Drawing on 30 years of postsecondary transcripts from three graduating classes of high school seniors, the study offers some new evidence to counter a wide range of bleak reports on how students fare in the nation's colleges and universities.
The new findings raise some questions, for example, about reports suggesting that grade inflation, remedial coursework, and dropout rates are on the rise. They also suggest that assertions that colleges have become increasingly inaccessible for some groups of students may not be all that they seem.
"If you look over the last 30 years, and if you follow the student, the student is doing better than we think," said Clifford Adelman, the report's author.
For his study, Mr. Adelman, a senior policy analyst in the Education Department's Institute of Education Sciences, used three national databases to track the progress of students from the classes of 1972, 1982, and 1992 over 8½ years.
He found sharp increases in the percentages of students who had gone on to postsecondary study, whether that meant taking a course or two or completing a full degree program.
|See the accompanying chart, "Higher Education Students on the Move."||
Only 58 percent of the 1972 high school seniors, for instance, had attended a community college or a four-year college by age 26 or 27. For the class of 1992, however, that proportion rose to 77 percent—a figure Mr. Adelman called "stunningly high."
What's more, he said, by the 1990s, the percentages of white, African- American, and Latino high school graduates who undertook some college-level study were roughly the same. The figures range from 70 percent to 79 percent—a big improvement over college-going rates in the 1970s.
Yet, huge differences in college-entrance rates remained between students from wealthy families and those from low-income households, according to Mr. Adelman.
Despite the influx of students, college-graduation rates held steady, according to the study. For the analysis, Mr. Adelman focused on "non- incidental" students, defined as those who had earned at least 10 postsecondary credits. Among that group, the percentage of students who earn their baccalaureate degrees by age 26 or 27 has hovered in the 45 percent to 49 percent range since the 1970s.
Mr. Adelman believes one reason for discrepancies between reports of falling college graduation rates and his own findings may be that students are no longer taking a straight path to college graduation.
"Students are on many paths," he said, "and they can double and turn back on their paths and then go ahead."
When they do, he added, they might disappear from college or university records.
For instance, his study suggests that 60 percent of the students from the 1992 graduating high school class attended more than one postsecondary institution, up from 47 percent in the 1970s. One out of five students who started out in a four-year college or university in the 1990s earned a bachelor's degree from a different institution.
A growing percentage of those transfer students are coming from community colleges, the report also shows.
The good news for students in that group, Mr.

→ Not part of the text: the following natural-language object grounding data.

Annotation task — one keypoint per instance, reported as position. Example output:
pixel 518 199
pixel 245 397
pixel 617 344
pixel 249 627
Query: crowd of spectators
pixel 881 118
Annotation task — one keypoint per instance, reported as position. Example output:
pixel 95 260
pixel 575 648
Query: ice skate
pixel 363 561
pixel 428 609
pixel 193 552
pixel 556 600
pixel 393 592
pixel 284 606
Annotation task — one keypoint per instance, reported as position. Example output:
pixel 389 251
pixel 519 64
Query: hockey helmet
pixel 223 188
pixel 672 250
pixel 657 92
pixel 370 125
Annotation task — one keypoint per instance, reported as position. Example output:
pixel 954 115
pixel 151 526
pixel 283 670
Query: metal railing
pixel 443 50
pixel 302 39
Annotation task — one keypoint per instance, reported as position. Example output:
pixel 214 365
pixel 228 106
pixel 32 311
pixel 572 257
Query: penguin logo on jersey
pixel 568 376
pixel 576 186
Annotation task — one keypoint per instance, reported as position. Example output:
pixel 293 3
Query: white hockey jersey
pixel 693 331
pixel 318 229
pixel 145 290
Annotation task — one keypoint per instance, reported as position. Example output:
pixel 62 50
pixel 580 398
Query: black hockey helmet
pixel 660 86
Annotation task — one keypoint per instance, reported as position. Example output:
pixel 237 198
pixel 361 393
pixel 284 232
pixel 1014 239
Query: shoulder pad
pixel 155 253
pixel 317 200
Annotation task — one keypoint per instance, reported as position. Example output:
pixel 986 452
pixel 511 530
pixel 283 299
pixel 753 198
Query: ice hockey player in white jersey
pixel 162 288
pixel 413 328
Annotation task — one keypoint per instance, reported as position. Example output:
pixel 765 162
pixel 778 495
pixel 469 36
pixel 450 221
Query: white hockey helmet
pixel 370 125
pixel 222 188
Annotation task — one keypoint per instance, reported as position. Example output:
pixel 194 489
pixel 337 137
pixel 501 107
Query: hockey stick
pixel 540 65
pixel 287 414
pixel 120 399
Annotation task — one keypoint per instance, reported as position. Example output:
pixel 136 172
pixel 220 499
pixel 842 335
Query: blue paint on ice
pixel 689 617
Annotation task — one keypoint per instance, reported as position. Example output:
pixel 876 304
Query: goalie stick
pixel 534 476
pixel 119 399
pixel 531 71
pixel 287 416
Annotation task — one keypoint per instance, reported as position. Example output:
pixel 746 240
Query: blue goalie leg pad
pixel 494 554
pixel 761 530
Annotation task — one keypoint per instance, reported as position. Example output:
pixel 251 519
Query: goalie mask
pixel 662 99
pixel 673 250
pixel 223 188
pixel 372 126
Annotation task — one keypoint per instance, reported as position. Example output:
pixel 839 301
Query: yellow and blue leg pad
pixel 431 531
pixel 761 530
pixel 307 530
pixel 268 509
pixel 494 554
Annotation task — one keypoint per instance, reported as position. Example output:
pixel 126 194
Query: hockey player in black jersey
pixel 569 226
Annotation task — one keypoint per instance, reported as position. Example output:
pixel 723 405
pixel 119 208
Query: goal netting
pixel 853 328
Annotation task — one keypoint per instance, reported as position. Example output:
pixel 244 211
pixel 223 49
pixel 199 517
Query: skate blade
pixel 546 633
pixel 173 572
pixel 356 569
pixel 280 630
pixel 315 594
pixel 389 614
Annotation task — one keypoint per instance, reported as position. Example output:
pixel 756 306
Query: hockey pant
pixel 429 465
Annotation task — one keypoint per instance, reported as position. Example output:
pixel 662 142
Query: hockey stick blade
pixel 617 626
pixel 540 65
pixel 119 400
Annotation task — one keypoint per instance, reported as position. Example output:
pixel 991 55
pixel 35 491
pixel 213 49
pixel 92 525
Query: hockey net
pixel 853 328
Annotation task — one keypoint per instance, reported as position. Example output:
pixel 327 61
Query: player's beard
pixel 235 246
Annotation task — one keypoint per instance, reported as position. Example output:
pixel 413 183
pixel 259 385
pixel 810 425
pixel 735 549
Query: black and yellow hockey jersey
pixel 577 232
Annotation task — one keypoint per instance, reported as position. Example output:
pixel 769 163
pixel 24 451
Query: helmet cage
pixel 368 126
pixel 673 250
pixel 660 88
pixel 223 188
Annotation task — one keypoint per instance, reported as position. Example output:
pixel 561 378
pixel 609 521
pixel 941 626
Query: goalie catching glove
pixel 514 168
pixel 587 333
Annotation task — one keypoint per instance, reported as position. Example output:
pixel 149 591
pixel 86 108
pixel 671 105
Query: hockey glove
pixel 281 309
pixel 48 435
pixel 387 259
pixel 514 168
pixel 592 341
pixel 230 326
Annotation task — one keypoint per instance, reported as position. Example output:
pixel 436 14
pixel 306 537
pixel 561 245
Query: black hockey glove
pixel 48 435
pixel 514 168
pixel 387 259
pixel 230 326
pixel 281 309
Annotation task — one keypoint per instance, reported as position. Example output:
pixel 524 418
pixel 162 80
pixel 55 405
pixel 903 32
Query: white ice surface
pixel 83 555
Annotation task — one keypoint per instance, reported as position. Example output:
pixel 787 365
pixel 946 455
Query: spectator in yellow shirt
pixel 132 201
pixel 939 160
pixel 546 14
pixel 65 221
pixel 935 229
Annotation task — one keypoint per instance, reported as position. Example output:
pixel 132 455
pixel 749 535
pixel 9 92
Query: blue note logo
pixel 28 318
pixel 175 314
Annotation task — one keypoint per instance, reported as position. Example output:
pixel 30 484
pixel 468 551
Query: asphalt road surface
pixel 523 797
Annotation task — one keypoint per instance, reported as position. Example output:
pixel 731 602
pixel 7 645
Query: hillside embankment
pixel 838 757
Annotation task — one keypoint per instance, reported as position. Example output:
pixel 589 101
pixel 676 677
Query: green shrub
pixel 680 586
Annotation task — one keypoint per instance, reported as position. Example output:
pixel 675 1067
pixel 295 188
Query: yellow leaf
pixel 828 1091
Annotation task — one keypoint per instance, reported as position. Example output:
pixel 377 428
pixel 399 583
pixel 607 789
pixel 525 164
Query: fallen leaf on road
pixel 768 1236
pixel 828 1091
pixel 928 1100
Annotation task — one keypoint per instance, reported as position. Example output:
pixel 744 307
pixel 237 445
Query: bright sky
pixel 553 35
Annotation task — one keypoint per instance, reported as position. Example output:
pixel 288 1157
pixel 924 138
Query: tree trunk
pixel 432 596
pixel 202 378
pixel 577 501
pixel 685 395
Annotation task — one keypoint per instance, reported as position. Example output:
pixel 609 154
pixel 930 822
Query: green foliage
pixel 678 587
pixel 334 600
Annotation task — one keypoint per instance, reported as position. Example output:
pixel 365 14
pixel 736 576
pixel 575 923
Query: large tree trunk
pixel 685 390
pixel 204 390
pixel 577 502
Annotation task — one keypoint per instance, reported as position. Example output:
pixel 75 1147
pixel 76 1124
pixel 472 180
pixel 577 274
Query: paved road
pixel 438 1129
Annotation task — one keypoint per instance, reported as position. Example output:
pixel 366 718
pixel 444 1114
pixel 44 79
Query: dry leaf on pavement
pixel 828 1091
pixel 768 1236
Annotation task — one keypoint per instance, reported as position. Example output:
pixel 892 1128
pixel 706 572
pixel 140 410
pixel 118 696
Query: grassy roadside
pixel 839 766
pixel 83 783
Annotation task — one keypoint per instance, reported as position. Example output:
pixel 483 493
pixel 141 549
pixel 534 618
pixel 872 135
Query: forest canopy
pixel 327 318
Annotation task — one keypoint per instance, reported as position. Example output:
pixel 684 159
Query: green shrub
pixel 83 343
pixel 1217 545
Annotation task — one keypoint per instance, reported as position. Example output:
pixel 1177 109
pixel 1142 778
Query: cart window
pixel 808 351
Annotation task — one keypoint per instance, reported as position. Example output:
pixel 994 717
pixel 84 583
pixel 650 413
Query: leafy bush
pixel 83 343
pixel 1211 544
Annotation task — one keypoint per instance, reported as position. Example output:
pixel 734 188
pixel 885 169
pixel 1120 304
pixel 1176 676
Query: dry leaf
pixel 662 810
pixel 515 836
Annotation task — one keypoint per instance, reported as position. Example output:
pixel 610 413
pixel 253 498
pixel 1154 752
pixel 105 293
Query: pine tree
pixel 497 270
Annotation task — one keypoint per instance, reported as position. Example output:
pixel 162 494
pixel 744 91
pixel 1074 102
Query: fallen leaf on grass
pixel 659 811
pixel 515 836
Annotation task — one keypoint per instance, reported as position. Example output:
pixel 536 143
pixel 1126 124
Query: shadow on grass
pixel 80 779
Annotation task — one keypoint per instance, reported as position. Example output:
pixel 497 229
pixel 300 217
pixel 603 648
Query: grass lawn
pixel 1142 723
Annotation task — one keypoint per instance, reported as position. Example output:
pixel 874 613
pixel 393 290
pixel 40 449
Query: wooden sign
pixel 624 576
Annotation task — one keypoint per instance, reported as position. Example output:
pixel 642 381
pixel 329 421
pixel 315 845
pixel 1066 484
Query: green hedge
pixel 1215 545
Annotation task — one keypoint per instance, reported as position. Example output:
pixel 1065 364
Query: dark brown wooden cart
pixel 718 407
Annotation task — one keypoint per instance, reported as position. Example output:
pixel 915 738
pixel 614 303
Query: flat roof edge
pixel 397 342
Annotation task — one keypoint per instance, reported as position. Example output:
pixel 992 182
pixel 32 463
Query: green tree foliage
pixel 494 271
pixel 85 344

Adelman said, is that, contrary to several studies, the community-college transfer students tend to have higher graduation rates than the students who started out at the four-year schools.
Among "non-incidental" students transferring from community colleges, the report says, 72 percent had earned bachelor's degrees by age 26 or 27.
In addition, the study found no real increases over 30 years either in the percentage of college students taking remedial courses or in the distributions of A's or B's given by postsecondary institutions.
In fact, the percentage of students requiring remedial classes fell from 51 percent in the 1980s to 42 percent in the 1990s, according to the study.
The researcher also found little cause for concern over reports that students are taking longer to earn their bachelor's degrees. His findings show that the increase was slight, growing from 4.34 calendar years in the 1970s to 4.56 calendar years in the 1990s.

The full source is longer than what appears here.